Now there resided in a small village near by, a brace of twins; little orphan girls, named Jalap and Ginseng. Their considerate neighbours had told them such pleasing tales about the bear that they decided to leave the country. So they got their valuables together in a box and set out. They met Juniper! He approached to inform them it was a fine morning, when the great beast of a bear “rose like the steam of rich distilled perfume” from the earth in front of them, and made a mouth at him. Juniper did not run, as might have been expected; he stood for a moment peering into the brute’s cavernous jaws, and then flew! He absented himself with such extraordinary nimbleness that after he was a mile distant his image appeared to be standing there yet; and looking back he saw it himself. Baffled of his dwarf, the bear thought he would make a shift to get on, for the present, with an orphan. So he picked up Jalap by her middle, and thoughtfully withdrew.
The thankful but disgusted Ginseng continued her emigration, but soon missed the jewel-box, which in their alarm had been dropped and burst asunder. She did not much care for the jewels, but it contained some valuable papers, among them the “Examiner” (a print which once had the misfortune to condemn a book written by the author of this tale) and this she doted on. Returning for her property, she peered cautiously around the angle of a rock, and saw a spectacle that begot in her mind a languid interest. The bear had returned upon a similar mission; he was calmly distending his cheeks with the contents of the broken box. And perched on a rock near at hand sat Juniper waiting for him!
It was natural that a suspicion of collusion between the two should dawn upon that infant’s mind. It did dawn; it brightened and broadened into the perfect day of conviction. It was a revelation to the child. “At that moment,” said she afterwards, “I felt that I could lay my finger on the best-trained bear in Christendom.” But with praiseworthy moderation she controlled herself and didn’t do it; she just stood still and allowed the beast to proceed. Having stored all the jewels in his capacious mouth, he began taking in the valuable papers. First some title-deeds disappeared; then some railway bonds; presently a roll of rent-receipts. All these seemed to be as honey to his tongue; he smiled a smile of tranquil happiness. Finally the newspaper vanished into his face like a wisp of straw drawn into a threshing machine.

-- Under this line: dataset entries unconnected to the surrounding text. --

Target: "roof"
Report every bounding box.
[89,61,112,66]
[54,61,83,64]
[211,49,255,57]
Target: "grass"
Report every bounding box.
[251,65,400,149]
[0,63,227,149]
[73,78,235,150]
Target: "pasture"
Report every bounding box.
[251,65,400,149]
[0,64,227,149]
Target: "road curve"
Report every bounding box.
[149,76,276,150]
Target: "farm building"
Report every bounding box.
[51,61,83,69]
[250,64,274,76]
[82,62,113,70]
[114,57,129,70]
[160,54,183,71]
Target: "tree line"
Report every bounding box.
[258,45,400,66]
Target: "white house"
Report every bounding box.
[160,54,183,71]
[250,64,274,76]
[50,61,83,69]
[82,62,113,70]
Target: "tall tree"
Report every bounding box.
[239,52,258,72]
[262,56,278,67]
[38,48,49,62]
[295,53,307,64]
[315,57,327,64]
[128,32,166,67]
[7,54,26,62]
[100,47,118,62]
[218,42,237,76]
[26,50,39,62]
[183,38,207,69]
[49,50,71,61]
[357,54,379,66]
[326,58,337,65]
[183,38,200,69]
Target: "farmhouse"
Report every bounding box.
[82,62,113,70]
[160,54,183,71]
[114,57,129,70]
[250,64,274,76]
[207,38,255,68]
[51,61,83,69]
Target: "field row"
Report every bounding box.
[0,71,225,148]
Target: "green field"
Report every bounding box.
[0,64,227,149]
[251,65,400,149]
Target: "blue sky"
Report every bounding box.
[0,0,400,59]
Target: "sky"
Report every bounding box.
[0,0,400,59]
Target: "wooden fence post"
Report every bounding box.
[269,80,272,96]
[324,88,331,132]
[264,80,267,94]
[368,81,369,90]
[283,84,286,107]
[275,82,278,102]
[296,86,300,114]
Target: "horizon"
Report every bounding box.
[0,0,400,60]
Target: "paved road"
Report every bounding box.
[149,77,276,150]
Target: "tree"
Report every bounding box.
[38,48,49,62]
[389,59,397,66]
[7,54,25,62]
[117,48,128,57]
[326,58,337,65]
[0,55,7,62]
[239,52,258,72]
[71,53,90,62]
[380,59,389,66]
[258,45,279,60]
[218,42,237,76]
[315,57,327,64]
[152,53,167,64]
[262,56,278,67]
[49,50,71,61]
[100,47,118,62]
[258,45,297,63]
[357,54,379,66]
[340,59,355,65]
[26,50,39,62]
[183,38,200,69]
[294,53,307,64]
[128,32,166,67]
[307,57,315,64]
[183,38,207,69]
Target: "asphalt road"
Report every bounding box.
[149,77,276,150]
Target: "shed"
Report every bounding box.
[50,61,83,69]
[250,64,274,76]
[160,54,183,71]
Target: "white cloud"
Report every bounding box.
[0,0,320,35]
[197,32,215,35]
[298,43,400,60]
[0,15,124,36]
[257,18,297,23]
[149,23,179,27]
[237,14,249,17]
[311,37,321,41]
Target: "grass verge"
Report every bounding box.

Then the brute expanded his mouth with a ludicrous gape, spilling out the jewels, a glittering shower. Then he snapped his jaws like a steel trap afflicted with tetanus, and stood on his head awhile. Next he made a feeble endeavour to complicate the relations between his parts — to tie himself into a love-knot. Failing in this he lay flat upon his side, wept, retched, and finally, fashioning his visage into the semblance of sickly grin, gave up the ghost. I don’t know what he died of; I suppose it was hereditary in his family.

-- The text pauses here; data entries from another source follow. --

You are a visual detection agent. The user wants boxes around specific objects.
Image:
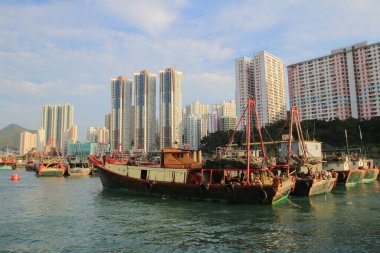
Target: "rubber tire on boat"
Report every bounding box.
[199,184,208,195]
[338,172,346,181]
[227,183,235,192]
[146,183,153,192]
[257,189,268,203]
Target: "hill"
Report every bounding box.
[0,124,36,150]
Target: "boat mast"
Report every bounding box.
[245,98,251,185]
[344,129,349,158]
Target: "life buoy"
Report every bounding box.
[227,183,235,192]
[199,184,209,194]
[273,177,280,188]
[189,173,202,184]
[256,189,268,202]
[146,183,154,192]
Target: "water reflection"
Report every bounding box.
[0,172,380,252]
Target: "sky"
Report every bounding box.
[0,0,380,140]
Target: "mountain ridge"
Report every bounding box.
[0,123,37,151]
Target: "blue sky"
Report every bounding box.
[0,0,380,140]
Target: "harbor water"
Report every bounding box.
[0,171,380,252]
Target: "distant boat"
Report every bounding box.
[325,127,379,185]
[66,145,93,176]
[36,139,66,177]
[287,108,337,197]
[25,148,41,171]
[66,160,93,176]
[88,99,294,204]
[352,158,379,183]
[0,145,17,170]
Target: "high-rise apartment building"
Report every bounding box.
[288,42,380,120]
[235,51,287,125]
[185,113,202,150]
[87,127,109,144]
[160,68,182,148]
[40,103,77,151]
[134,70,159,152]
[186,100,209,139]
[110,76,134,150]
[20,131,38,155]
[183,100,209,149]
[235,56,255,125]
[209,100,237,133]
[104,113,111,130]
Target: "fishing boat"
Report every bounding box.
[25,148,41,171]
[66,159,93,176]
[88,99,294,204]
[66,142,93,176]
[326,126,379,185]
[0,145,17,170]
[36,139,66,177]
[282,108,337,197]
[352,157,379,183]
[351,125,379,183]
[324,151,365,185]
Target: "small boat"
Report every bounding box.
[66,160,93,176]
[36,139,66,177]
[324,152,365,185]
[280,108,337,197]
[88,99,294,204]
[65,146,93,176]
[0,145,17,170]
[352,158,379,183]
[25,148,41,171]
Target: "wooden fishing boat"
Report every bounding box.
[36,139,66,177]
[324,155,365,185]
[66,160,93,176]
[0,145,17,170]
[285,108,337,197]
[88,99,294,204]
[352,157,379,183]
[0,159,16,170]
[25,148,41,171]
[66,145,93,177]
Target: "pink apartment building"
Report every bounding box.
[287,42,380,120]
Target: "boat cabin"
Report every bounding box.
[161,148,202,169]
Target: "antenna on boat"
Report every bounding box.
[359,125,365,157]
[344,129,349,156]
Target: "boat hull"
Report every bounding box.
[94,164,294,204]
[37,169,65,177]
[0,165,13,170]
[362,168,379,183]
[67,167,92,176]
[335,169,365,185]
[291,177,337,197]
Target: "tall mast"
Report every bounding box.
[359,125,365,158]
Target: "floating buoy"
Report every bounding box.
[11,174,20,180]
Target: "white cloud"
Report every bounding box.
[98,0,187,35]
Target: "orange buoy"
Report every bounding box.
[11,174,20,180]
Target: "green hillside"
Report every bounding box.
[0,124,36,150]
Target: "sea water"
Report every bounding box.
[0,171,380,252]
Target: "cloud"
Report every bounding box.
[182,70,235,106]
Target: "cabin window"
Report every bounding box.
[140,170,148,179]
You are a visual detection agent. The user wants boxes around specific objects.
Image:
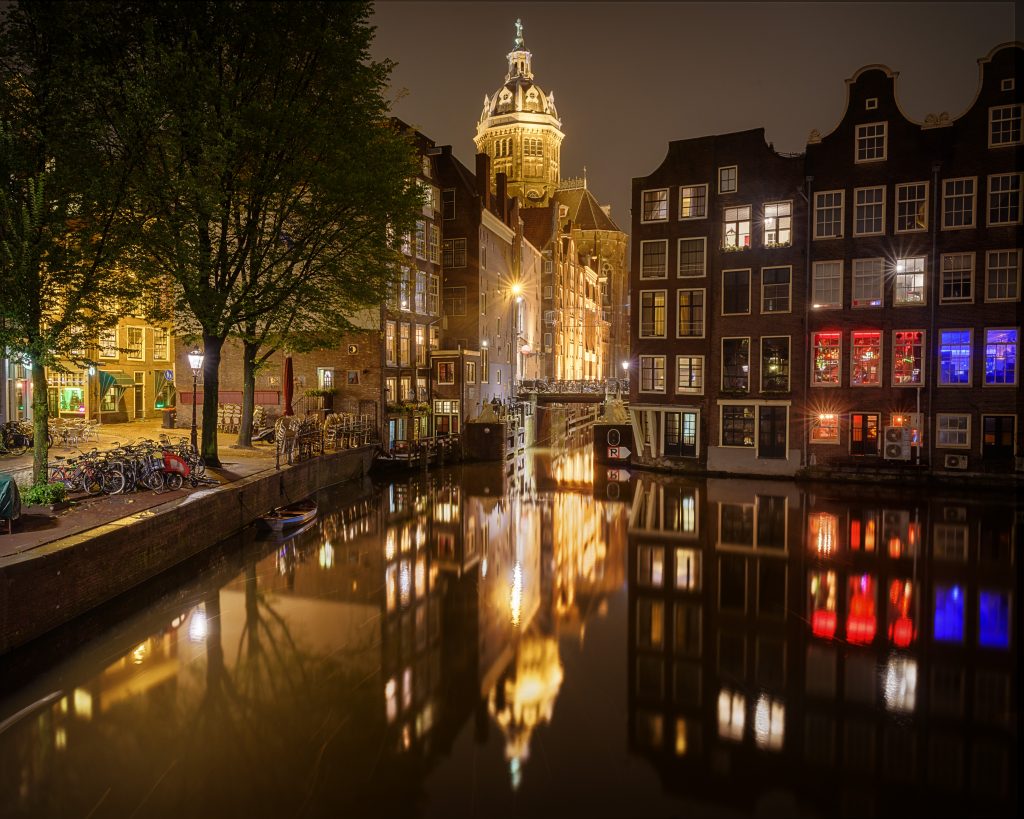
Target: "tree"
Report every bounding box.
[0,3,139,482]
[111,0,421,465]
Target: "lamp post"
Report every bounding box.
[188,347,203,449]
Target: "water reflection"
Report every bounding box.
[0,456,1018,816]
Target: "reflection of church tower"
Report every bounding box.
[473,20,565,206]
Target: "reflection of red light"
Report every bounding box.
[811,608,836,640]
[889,617,913,648]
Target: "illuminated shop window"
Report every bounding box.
[934,585,964,643]
[807,570,838,640]
[893,330,925,387]
[850,332,882,387]
[985,329,1017,385]
[978,590,1010,648]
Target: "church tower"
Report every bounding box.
[473,19,565,207]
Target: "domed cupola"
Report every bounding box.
[473,19,564,205]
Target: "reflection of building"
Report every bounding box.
[629,470,1017,815]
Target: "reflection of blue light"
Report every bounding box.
[978,592,1010,648]
[935,586,964,643]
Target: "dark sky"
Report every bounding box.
[374,0,1016,232]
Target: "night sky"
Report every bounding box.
[374,0,1016,232]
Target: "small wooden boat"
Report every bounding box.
[259,499,316,531]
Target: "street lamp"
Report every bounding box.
[188,347,203,449]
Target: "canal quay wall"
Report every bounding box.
[0,446,375,655]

The guilty come always to grief. Juniper was arrested, charged with conspiracy to kill, tried, convicted, sentenced to be hanged, and before the sun went down was pardoned. In searching his cavern the police discovered countless human bones, much torn clothing, and a mighty multitude of empty purses. But nothing of any value — not an article of any value. It was a mystery what Juniper had done with his ill-gotten valuables. The police confessed it was a mystery!